C’è da dire, però, che l’Italia – come noto – soffre di una drammatica carenza nel decidere e scegliere la centralità della ricerca, dell’educazione, della formazione, dell’innovazione e quindi nel fornire adeguati finanziamenti a questi settori. In questo modo, al di là delle eccellenze che fortunatamente ci sono, non si rischia di non cogliere le straordinarie opportunità che si stanno presentando?
Quando nel giugno 2017, ha aderito, insieme alle maggiori associazioni datoriali al Patto di Milano promosso da ASviS – in cui le organizzazioni firmatarie hanno indicato al decisore politico le azioni di contesto necessarie ad agevolare la transizione verso un modello di sviluppo sostenibile – Confindustria ha fatto propri due punti del patto che sono considerati prioritari e sui quali intende lavorare, sviluppando progetti e attività: la riduzione degli impatti ambientali e l’education.

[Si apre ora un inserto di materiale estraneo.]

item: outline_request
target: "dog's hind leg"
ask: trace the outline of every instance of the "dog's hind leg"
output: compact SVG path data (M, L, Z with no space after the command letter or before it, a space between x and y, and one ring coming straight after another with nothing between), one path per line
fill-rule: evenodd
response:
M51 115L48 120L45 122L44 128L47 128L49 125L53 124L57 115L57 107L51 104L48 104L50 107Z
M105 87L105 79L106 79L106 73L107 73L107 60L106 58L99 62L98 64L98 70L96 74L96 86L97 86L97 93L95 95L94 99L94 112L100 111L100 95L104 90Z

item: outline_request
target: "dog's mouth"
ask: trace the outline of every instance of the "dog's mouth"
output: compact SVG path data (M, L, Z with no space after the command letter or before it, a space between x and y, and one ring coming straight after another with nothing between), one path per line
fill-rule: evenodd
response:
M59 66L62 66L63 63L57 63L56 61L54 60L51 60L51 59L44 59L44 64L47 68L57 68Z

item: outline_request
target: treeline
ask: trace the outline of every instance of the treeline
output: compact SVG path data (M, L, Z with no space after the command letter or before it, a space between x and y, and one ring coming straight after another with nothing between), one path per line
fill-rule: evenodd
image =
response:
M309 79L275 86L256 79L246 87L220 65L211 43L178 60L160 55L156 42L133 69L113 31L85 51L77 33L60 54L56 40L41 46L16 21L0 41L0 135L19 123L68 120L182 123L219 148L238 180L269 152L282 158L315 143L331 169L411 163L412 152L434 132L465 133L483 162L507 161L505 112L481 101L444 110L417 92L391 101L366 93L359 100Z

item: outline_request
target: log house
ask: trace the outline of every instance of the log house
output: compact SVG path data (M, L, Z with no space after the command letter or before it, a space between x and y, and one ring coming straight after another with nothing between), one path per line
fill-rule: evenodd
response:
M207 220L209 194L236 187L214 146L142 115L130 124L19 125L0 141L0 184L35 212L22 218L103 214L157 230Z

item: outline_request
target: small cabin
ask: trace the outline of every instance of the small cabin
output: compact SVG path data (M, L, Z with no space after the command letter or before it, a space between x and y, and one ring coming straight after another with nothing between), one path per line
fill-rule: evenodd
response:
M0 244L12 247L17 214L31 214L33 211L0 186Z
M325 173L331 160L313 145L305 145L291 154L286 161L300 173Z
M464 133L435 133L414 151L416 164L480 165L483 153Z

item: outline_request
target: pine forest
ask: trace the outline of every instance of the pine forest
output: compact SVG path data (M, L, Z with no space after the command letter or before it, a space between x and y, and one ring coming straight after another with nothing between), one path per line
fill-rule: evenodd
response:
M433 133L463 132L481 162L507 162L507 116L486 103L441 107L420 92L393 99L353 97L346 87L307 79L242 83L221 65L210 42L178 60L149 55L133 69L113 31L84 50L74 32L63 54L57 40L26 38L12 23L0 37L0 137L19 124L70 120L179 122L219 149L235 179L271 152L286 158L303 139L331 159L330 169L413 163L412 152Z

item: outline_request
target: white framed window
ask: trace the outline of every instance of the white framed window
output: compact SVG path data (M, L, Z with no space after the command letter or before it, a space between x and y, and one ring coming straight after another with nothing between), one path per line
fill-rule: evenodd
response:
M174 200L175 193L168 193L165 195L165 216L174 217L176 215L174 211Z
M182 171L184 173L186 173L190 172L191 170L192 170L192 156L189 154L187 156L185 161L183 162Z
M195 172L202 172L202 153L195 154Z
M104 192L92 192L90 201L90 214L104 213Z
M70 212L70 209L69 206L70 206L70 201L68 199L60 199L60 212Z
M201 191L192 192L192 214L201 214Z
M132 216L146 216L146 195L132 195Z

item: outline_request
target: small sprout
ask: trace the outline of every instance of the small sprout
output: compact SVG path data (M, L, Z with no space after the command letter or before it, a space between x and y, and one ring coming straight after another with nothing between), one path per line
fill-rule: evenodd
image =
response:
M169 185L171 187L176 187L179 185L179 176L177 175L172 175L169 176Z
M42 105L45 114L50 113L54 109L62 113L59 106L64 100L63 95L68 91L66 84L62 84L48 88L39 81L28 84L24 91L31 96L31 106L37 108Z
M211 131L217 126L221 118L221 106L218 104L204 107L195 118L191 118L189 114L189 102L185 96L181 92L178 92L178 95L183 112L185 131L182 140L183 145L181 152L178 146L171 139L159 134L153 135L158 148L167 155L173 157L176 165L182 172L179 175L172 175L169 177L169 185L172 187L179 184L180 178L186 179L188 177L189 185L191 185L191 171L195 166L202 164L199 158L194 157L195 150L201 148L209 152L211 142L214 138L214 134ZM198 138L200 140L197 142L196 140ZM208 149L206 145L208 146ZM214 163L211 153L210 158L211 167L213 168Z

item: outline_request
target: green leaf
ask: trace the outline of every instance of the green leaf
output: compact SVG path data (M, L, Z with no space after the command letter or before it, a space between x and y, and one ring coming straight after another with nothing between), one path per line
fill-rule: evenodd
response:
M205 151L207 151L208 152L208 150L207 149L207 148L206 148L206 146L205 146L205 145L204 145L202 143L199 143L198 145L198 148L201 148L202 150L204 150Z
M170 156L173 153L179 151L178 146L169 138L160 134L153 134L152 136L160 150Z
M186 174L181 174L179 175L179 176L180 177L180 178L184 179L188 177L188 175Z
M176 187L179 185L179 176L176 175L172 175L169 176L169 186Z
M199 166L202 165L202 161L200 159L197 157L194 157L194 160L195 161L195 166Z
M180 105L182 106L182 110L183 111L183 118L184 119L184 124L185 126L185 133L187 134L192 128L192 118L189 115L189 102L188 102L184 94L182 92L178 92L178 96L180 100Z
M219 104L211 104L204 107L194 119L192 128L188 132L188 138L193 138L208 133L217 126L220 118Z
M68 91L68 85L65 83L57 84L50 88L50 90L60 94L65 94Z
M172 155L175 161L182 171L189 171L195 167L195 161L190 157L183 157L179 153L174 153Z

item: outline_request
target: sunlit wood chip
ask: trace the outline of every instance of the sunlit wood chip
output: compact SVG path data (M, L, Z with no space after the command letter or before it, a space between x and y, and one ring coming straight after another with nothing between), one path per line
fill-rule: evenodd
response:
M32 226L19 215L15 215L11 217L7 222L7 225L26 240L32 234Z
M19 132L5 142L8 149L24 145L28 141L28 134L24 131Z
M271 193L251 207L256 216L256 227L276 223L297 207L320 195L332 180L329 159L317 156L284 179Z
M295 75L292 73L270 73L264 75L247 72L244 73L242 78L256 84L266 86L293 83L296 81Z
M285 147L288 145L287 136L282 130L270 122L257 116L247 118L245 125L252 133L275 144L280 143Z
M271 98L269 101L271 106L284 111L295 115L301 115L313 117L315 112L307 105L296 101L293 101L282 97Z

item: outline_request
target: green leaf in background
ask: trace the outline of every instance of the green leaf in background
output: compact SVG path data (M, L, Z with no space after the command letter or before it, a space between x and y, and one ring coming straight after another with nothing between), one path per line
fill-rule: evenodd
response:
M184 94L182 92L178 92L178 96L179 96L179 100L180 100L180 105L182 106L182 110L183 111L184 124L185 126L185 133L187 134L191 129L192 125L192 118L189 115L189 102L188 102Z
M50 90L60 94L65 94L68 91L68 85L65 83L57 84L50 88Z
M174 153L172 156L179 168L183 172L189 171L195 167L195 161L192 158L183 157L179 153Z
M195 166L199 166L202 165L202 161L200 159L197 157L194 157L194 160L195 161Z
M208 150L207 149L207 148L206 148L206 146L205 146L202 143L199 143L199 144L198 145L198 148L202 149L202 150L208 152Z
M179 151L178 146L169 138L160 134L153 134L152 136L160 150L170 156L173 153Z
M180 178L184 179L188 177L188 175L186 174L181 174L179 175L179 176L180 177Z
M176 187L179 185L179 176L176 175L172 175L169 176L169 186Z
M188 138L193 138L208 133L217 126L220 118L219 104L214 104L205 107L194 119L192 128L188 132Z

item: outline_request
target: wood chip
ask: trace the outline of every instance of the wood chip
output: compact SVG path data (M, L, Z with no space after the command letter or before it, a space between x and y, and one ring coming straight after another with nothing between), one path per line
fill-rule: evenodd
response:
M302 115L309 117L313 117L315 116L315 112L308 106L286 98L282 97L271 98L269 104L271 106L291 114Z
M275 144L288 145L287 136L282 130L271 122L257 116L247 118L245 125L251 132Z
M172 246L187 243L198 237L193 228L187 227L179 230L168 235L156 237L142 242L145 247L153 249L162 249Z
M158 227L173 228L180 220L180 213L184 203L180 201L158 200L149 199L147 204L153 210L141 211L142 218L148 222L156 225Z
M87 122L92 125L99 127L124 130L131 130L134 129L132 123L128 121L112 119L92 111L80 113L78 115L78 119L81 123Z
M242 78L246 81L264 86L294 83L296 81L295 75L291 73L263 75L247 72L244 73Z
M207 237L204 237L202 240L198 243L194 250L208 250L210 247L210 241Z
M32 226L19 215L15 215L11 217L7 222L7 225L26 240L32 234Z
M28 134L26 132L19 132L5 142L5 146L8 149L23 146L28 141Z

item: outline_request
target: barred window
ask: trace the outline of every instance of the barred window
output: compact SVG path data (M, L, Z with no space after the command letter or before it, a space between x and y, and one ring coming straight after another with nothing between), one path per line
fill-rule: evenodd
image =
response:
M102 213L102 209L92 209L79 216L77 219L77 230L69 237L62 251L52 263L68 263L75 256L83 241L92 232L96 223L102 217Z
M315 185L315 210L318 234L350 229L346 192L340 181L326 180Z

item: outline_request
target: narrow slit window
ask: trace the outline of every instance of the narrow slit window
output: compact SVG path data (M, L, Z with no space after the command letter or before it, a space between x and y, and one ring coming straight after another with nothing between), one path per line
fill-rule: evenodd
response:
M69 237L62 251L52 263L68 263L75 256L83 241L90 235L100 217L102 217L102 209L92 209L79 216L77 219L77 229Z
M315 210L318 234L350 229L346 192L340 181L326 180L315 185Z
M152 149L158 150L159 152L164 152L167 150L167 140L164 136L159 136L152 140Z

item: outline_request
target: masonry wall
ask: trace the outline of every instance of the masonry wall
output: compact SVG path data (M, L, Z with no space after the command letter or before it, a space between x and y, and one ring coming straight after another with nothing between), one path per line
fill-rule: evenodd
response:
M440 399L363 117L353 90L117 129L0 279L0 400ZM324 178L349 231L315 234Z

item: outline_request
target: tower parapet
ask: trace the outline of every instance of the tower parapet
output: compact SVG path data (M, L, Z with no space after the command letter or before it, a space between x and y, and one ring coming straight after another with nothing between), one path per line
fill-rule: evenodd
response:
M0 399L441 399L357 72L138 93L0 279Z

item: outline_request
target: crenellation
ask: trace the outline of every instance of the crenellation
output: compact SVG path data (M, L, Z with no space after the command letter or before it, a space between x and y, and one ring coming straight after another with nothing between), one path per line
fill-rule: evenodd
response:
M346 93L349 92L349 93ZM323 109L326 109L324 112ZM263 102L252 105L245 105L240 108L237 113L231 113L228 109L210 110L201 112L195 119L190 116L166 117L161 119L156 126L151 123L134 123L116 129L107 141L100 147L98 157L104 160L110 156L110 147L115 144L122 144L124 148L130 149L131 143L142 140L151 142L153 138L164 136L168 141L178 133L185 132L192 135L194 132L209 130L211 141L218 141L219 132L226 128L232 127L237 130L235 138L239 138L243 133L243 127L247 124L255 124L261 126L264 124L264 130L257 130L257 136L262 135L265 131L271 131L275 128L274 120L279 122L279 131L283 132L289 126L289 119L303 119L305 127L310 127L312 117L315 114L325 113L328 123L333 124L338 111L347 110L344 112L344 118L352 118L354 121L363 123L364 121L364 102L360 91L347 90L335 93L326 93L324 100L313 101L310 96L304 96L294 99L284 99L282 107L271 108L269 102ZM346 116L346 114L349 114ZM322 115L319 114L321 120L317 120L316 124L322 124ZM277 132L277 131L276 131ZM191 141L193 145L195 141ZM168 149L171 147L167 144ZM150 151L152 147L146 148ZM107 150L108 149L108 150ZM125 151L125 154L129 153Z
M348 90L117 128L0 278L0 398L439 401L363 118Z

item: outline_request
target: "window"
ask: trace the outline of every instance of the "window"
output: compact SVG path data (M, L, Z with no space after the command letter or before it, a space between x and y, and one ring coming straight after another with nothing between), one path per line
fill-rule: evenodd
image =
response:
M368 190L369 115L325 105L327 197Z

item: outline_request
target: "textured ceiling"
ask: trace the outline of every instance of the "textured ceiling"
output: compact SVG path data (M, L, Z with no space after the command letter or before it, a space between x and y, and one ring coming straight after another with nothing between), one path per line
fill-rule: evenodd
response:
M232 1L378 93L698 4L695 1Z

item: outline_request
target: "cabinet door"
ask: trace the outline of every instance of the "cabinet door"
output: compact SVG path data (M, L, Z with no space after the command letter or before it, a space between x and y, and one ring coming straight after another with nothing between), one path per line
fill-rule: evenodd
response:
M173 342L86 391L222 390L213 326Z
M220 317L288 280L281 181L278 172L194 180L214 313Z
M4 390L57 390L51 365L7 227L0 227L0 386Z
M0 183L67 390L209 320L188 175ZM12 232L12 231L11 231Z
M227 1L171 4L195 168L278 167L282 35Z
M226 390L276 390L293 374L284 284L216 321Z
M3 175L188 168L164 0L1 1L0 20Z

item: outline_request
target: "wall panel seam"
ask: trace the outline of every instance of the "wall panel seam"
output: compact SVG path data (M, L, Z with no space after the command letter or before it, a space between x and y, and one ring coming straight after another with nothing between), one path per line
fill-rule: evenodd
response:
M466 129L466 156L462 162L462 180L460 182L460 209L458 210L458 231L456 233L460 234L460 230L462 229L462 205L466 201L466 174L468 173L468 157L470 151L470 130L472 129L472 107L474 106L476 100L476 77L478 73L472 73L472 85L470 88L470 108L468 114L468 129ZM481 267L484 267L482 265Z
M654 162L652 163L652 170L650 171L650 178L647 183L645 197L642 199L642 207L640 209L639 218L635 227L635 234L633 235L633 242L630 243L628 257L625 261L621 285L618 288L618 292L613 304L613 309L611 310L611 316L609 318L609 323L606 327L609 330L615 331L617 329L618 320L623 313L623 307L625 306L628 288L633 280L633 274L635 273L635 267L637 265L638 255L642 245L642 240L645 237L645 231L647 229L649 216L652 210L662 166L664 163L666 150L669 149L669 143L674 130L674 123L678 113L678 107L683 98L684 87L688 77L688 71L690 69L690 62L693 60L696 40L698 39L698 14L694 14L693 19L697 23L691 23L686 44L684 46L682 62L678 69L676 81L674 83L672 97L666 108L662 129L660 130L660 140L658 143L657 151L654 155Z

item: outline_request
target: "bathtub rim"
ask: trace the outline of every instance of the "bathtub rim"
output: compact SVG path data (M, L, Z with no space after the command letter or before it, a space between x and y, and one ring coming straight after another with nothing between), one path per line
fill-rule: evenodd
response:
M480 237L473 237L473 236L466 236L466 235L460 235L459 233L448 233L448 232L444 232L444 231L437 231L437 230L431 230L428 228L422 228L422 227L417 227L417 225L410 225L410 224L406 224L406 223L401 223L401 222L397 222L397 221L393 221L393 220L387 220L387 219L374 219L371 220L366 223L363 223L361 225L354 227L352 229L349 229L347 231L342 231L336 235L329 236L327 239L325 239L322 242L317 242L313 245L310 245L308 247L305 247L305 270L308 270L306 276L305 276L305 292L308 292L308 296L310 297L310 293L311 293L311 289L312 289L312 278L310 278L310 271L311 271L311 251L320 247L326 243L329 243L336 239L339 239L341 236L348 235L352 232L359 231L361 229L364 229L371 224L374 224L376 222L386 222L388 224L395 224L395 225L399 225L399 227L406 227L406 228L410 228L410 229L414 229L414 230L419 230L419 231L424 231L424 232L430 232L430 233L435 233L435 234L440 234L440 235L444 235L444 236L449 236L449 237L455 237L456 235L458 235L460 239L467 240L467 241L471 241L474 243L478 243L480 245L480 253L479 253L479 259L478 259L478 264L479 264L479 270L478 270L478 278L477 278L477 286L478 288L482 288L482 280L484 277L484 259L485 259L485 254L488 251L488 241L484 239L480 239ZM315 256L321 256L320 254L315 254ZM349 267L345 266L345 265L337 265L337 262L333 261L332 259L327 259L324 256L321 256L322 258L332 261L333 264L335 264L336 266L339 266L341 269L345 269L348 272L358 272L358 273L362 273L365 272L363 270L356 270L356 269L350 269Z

Confindustria intende proprio riportare la formazione al centro dell’agenda del Paese. Soltanto in questo modo sarà possibile sviluppare nella nostra società, nell’economia, nel lavoro quella intelligenza che, da sempre, è l’energia indispensabile per andare nel futuro. Bisogna ricostruire un legame strutturale tra le nostre scuole, i nostri ITS, le nostre università e il sistema produttivo. L’Italia è la seconda potenza manifatturiera in Europa ma tanti giovani non lo sanno, non considerano l’industria come un’opportunità per il loro futuro perché spesso non riescono ad intercettarla durante gli anni della loro formazione scolastica: il risultato è che abbiamo tante imprese che vogliono assumere giovani e dall’altro lato tanti giovani che vorrebbero essere assunti e non trovano lavoro e non li trovano perché hanno fatto scelte formative sbagliate.
All’estero, invece, questo collegamento tra istruzione e impresa è una assoluta priorità. Dobbiamo far sì che anche in Italia si raggiunga questo risultato a partire da una forte azione di sistema su temi come orientamento, alternanza scuola-lavoro, ITS, dottorati industriali.